Not Allowing the Factory Pipes to Cool

It’s no secret, exhaust systems get incredibly hot, burning anything that contacts them into a crisp. Thankfully there is an easy way to protect you from some serious pain and it’s free—waiting a few hours before starting. Exhaust pipes have a way of suddenly falling off of your ride once you un-bolt them. And, not surprisingly, most of us would prefer to have a cool exhaust pipe fall on us versus a hot one. Simply waiting a few hours for your ride’s pipes to cool is all it takes to prevent painful burns.

Losing Components

Opening a box full of axle-back exhaust system tubing is an exciting thing, but don’t let that excitement make you careless. Curb your enthusiasm until the new kit is bolted on your ride and keep every last nut, bolt and washer organized like the critical component they are. One thing’s for sure, having every component organized vastly simplifies installation. And in case you find one of the new pieces is defective, it’s a good idea to organize the old parts you remove, to make your ride drivable while you wait for the replacement part.

Reusing Non-Reusable Gaskets

The stock gaskets that you pried off of your ride’s catalytic converters are a leak waiting to happen. Designed for a one-time installation, these gaskets compress and seal but will often fall apart when removed. So, install a new set of gaskets, and you won’t have to worry about your brand new exhaust leaking. Even better, while you’re down there, replace those cats with high-flow units and have a good excuse to replace both the gaskets before and after the converters. While most kits come with all of the gaskets you need for installation, there are rare occasions where additional gaskets need to be purchased separately. Understandably, that’s where the temptation to re-use the original gaskets kicks- in. But keep in mind, even minor leaks cause major drivability issues. Just remember, a few extra bucks for a fresh set of gaskets prevent major headaches down the road.

Fully Tightening Mounting Bolts before the Rest of the Kit is Installed

Performance exhaust kits are custom-designed for your ride. That means they only go on one way. It pays to have a bit of clearance to work with as you navigate tail pipes through twists and turns to meet with the correct flange. Sadly, if you cinch up the first exhaust tubing, it leaves you with no wiggle-room to get the next section in place. So, leave each component bolted loosely in place and articulate the tubing sections into place with ease. Once everything lines up, go back through all of the bolts and tighten them to the required torque specification.

Leaving Labels or Plastic Wrap on Exhaust Components

Occasionally, exhaust manufacturers place part number decals on the components to make is easier for them to assemble your kit and ship it out quickly.

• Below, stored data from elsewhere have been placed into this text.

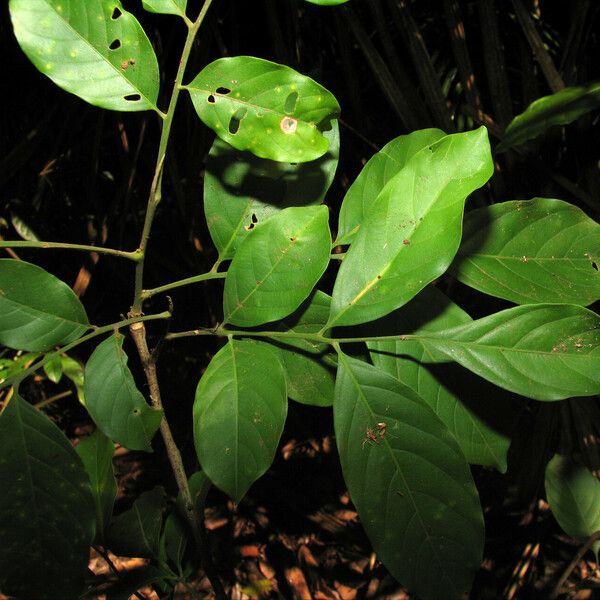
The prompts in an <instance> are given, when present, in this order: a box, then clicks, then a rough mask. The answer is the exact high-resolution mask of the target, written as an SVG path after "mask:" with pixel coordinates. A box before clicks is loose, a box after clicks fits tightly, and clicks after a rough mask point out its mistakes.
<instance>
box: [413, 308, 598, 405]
mask: <svg viewBox="0 0 600 600" xmlns="http://www.w3.org/2000/svg"><path fill="white" fill-rule="evenodd" d="M417 337H418V338H419V339H420V341H421V343H423V345H424V347H425V348H431V349H433V350H438V351H441V352H443V353H444V354H446V356H447V357H448V358H449V359H450V360H454V361H456V362H458V363H460V364H461V365H463V366H464V367H466V368H467V369H469V370H471V371H473V372H474V373H477V374H478V375H480V376H481V377H483V378H484V379H487V380H488V381H491V382H492V383H495V384H496V385H498V386H500V387H503V388H505V389H507V390H510V391H512V392H515V393H517V394H521V395H522V396H526V397H528V398H534V399H536V400H562V399H564V398H569V397H571V396H591V395H594V394H599V393H600V369H598V364H599V358H600V317H599V316H598V315H597V314H595V313H593V312H592V311H590V310H588V309H586V308H583V307H582V306H575V305H570V304H532V305H524V306H517V307H515V308H510V309H508V310H503V311H501V312H498V313H495V314H493V315H490V316H489V317H484V318H483V319H478V320H477V321H473V322H472V323H467V324H466V325H461V326H459V327H454V328H452V329H446V330H444V331H438V332H428V333H426V334H417Z"/></svg>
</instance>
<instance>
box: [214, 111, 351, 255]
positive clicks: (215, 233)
mask: <svg viewBox="0 0 600 600" xmlns="http://www.w3.org/2000/svg"><path fill="white" fill-rule="evenodd" d="M332 125H333V126H332V128H331V130H330V131H324V132H323V135H324V136H325V137H326V138H327V139H328V140H329V142H330V144H329V150H327V152H326V153H325V154H324V155H323V156H321V157H320V158H318V159H317V160H314V161H311V162H308V163H294V164H290V163H281V162H275V161H272V160H267V159H264V158H258V157H256V156H254V155H253V154H251V153H250V152H241V151H240V150H236V149H235V148H233V147H232V146H230V145H229V144H227V143H225V142H224V141H223V140H221V139H220V138H216V139H215V142H214V144H213V146H212V148H211V151H210V153H209V155H208V159H207V162H206V173H205V176H204V213H205V215H206V222H207V224H208V230H209V232H210V235H211V238H212V240H213V242H214V243H215V246H216V247H217V250H218V251H219V259H220V260H225V259H228V258H233V256H234V254H235V252H236V250H237V247H238V246H239V244H240V243H241V241H242V240H243V239H244V238H245V237H246V236H247V235H248V232H249V231H250V230H251V229H252V228H253V227H254V226H255V224H256V223H262V222H263V221H264V220H265V219H266V218H268V217H270V216H271V215H272V214H274V213H276V212H279V211H281V210H282V209H284V208H287V207H289V206H308V205H311V204H321V202H323V200H324V199H325V193H326V192H327V190H328V189H329V186H330V185H331V182H332V181H333V176H334V174H335V170H336V167H337V163H338V157H339V150H340V138H339V129H338V124H337V121H334V122H333V123H332Z"/></svg>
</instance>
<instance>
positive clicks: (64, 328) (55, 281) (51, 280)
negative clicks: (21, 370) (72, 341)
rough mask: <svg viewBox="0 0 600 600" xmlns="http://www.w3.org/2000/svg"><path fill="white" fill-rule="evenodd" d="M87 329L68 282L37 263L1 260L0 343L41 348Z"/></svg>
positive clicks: (84, 313) (70, 341) (47, 346)
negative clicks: (59, 278)
mask: <svg viewBox="0 0 600 600" xmlns="http://www.w3.org/2000/svg"><path fill="white" fill-rule="evenodd" d="M88 328H89V322H88V318H87V315H86V314H85V309H84V308H83V305H82V304H81V302H80V301H79V298H77V296H76V295H75V294H74V293H73V290H71V288H70V287H69V286H68V285H67V284H65V283H63V282H62V281H60V279H57V278H56V277H54V275H50V273H47V272H46V271H44V269H42V268H40V267H37V266H36V265H32V264H29V263H27V262H24V261H19V260H12V259H8V258H6V259H0V344H4V345H5V346H8V347H9V348H15V349H17V350H33V351H44V350H49V349H50V348H52V347H53V346H55V345H57V344H68V343H69V342H72V341H74V340H76V339H78V338H79V337H81V336H82V335H83V334H84V333H85V331H86V330H87V329H88Z"/></svg>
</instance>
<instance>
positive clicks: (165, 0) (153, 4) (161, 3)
mask: <svg viewBox="0 0 600 600" xmlns="http://www.w3.org/2000/svg"><path fill="white" fill-rule="evenodd" d="M142 6H143V7H144V9H145V10H147V11H148V12H154V13H160V14H163V15H177V16H179V17H185V9H186V7H187V0H142Z"/></svg>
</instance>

Also, plastic wrap is used and forms a near-invisible barrier against scratches and damage during shipping. What do they have in common? If you forget to remove them, they melt to the hot exhaust system, smell terrible and leave an ugly, permanent stain on your ride’s shiny pipes. The best way of preventing this from happening is to remove all labels and plastic wrap from the system. The labels are a bear to remove, but a solution of soapy water or a commercial adhesive remover makes this a simple task.

Now Go Install That Exhaust Error Free

Issues with installing an exhaust system are avoided by being informed, cautious, organized and using thorough planning. Like many other mods, the quality of the finished product depends on the amount of care you put into it. And, taking the time to research your ride prevents days of lost time and headaches going through a return process at your expense. Simply spending a few extra minutes to check bolt tightness is enough to prevent leaks that pop-up years down the road. With enough time and care taken, there’s no reason you can’t successfully install a performance exhaust system on your ride too.